A multi-arm trial for patients with acute myeloid leukaemia investigating new treatments which target early relapse and changes in disease characteristics – MBG453 OR MBG453 and Azacitidine
Leukaemia – Acute leukaemia
This is an investigational agent within the ALLG AMLM26 INTERCEPT trial platform, which is registered on ANZCTR with ID ACTRN12621000439842. This investigational agent (MBG453 – a new treatment) will be evaluated for its activity alone and in combination with azacitidine in a population of participants with progressive acute myeloid leukemia (AML).
In order to be eligible to the MBG453 treatment arms inclusion criteria includes:
– meet MRD eligibility for INTERCEPT therapy based on a screening sample taken no more than 28 days prior to cycle 1 of day 1 of treatment on this treatment arm. (An increase of MRD greater than or equal to 1 log from nadir to at least 0.01%, confirmed with a repeat central sample.) Eligibility will be confirmed by the MRD review committee.
– Patients entering this arm post-allogeneic stem cell transplantation will need to have an absolute lymphocyte count of greater than or equal to 0.2 x 109/L and no evidence of active acute graft-versus-host disease (GVHD)
– Subject must have adequate renal function as demonstrated by a creatinine clearance greater than or equal to 30 mL/min; calculated by the Cockcroft Gault formula or measured by 24-hours urine collection
-Subject must have adequate liver function as demonstrated by:
– aspartate aminotransferase (AST) less than or equal to 3.0 × ULN
– alanine aminotransferase (ALT) less than or equal to 3.0 × ULN
– bilirubin less than or equal to 1.5 × ULN (unless bilirubin rise is due to Gilbert’s syndrome or of non-hepatic origin)
– agree to follow the recommended contraception procedures
In order to be eligible to the MBG453 treatment arms exclusion criteria includes:
– Prior allogeneic stem cell transplantation within 3 months of post-conditioning or on greater than or equal to 10mg/day prednisolone for graft vs host disease
– QT-interval corrected according to Fridericia’s formula (QTcF) greater than 470ms (except for right bundle branch block)
– Subject is HIV positive
– Patients with greater than or equal to 5% myeloblasts in bone marrow on morphologic assessment
– Evidence of other clinically significant uncontrolled condition(s) including, but not limited to:
a.
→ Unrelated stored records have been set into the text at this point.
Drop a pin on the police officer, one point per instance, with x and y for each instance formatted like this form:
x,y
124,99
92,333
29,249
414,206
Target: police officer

Uncontrolled and/or active systemic infection (viral, bacterial or fungal)
b. Acute/Chronic hepatitis B virus (HBV) or hepatitis C (HCV) requiring treatment.
– Systemic chronic corticosteroid therapy (greater than or equal to 10 mg/day prednisone or equivalent) or any immunosuppressive therapy within 7 days of first dose of study treatment. Topical, inhaled, nasal and ophthalmic steroids are allowed.
– For initial enrolment to INTERCEPT therapy, patients who have received previous TIM3 inhibitor treatment are excluded. This exclusion criteria does not apply to patients crossing-over from MBG453 arm to the combination MBG453 + azacitidine arm, unless MBG453 was ceased due to MBG453-related toxicity.
– Patients with active, known or suspected autoimmune disease. Patients with vitiligo, type I diabetes, residual hypothyroidism only requiring hormone replacement, psoriasis not requiring systemic treatment or conditions not expected to recur should not be excluded
– History of or current drug-induced interstitial lung disease or pneumonitis grade greater than or equal to 2
– Subject has been diagnosed with another malignancy, unless disease-free for at least 2 years and not needing active treatment. Patients with fully excised BCC/SCC/CIN or other minor malignancy are not excluded
– Subject has clinically significant abnormality of coagulation profile, such as disseminated intravascular coagulation
– Use of any live vaccines against infectious diseases (i.e. Influenza, varicella, pneumococcus) within 4 weeks of initiation of study treatment
– Impaired cardiac function or clinically significant cardiac disease, including any of the following:
• Clinically significant and/or uncontrolled heart disease such as congestive heart failure requiring treatment (NYHA Grade greater than or equal to 2) with an LVEF of less than 40%, uncontrolled hypertension or clinically significant arrhythmia
• Acute myocardial infarction or unstable angina pectoris less than 3 months prior to study entry
– Known hypersensitivity to azacitidine or mannitol.